Sidoor Khela: A patriarchal game

Publish | 22 Oct 2018, 21:47

SIDOOR KHELA (Vermilion Game) IS HIGHLY PATRIARCHAL. Confused? Don't be for the reason is very simple. What happens in the game? Wives play with vermillion to bid a good farewell to the Goddess along with praying for a happy married life and long life of their husbands. According to commonly held belief, if a women plays Sindur Khela by following the proper custom, she will never be widowed. Sindur Khela symbolizes the power of womanhood in protecting her husband and children from all evil. Through the ritual of Sindur Khela, the Bengali Hindu women pray for long and happy married lives of each other. Family tiffs and petty quarrels between neighbours are settled through this ritual. Unmarried women and widows are barred from participating in the ritual.

The game makes one hell of a patriarchal discrimination among the ladies and another embarrassing thing that it has inside it is that “The husbands do nothing for keeping their marriage successful”. The game originated among the zamindars so that their wives can perform the duty of praying for their long life. The zamindars kept it to their married ladies while giving nothing to the widows. In the game, LGBTQ community are still not allowed. Though for the very first time, Calcutta Times started to take them into the game but still the whole Bengali community hasn't accepted it. The husbands do nothing on the eve of Vijaya Dashami to demand for the long life of their wife. So why should the wife perform the task only? And isn't it patriarchal?
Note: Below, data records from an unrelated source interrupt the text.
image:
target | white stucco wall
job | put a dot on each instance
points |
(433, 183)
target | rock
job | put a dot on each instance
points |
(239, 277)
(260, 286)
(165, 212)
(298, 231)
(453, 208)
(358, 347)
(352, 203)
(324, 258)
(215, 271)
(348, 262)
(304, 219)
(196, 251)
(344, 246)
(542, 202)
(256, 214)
Bengali Community boasts of being a forward community above all, but still for years it has celebrated this game. Patriarchy finds it shocking when a woman is given a touch of vermillion for it's the symbol of a wife whose husband is alive. Even after praying for the soul of the dead husbands the widows get insult in the name of elimination from the game. India fought against the Article 377 to break it finally, but just like many rituals of India, the patriarchal section kept “Vermilion Game” away from the LGBTQ community. Such an insult of social reformers like Vidyasagar and others! Whenever the game starts on a Mandir, it can be seen that only women are seen entering the temple and playing the game. Men stay away from it for they find it as an insult over masculinity. When did the Goddess establish discrimination to create a dominant place of the husbands or men over women to celebrate her farewell? Or a dominant place for only the married women over the widows and most importantly dominance of everyone over the LGBTQ community?

If on the very root of the celebration of the farewell of the Goddess, the mass believes in discrimination then it's not strange if for the whole year people only believe in discriminating. If the game cannot incorporate everyone, then it's a game to plant the seed of discrimination in the minds of the mass and it should be brought down. Keep it for everyone or don't celebrate it. As India fights against religion for the entry of the women in Sabarimala Temple, and we write long posts against the prohibition, we celebrate discrimination. Don't stand for women, if you cannot stand for her in the important part of the society. Be a human, not patriarchal.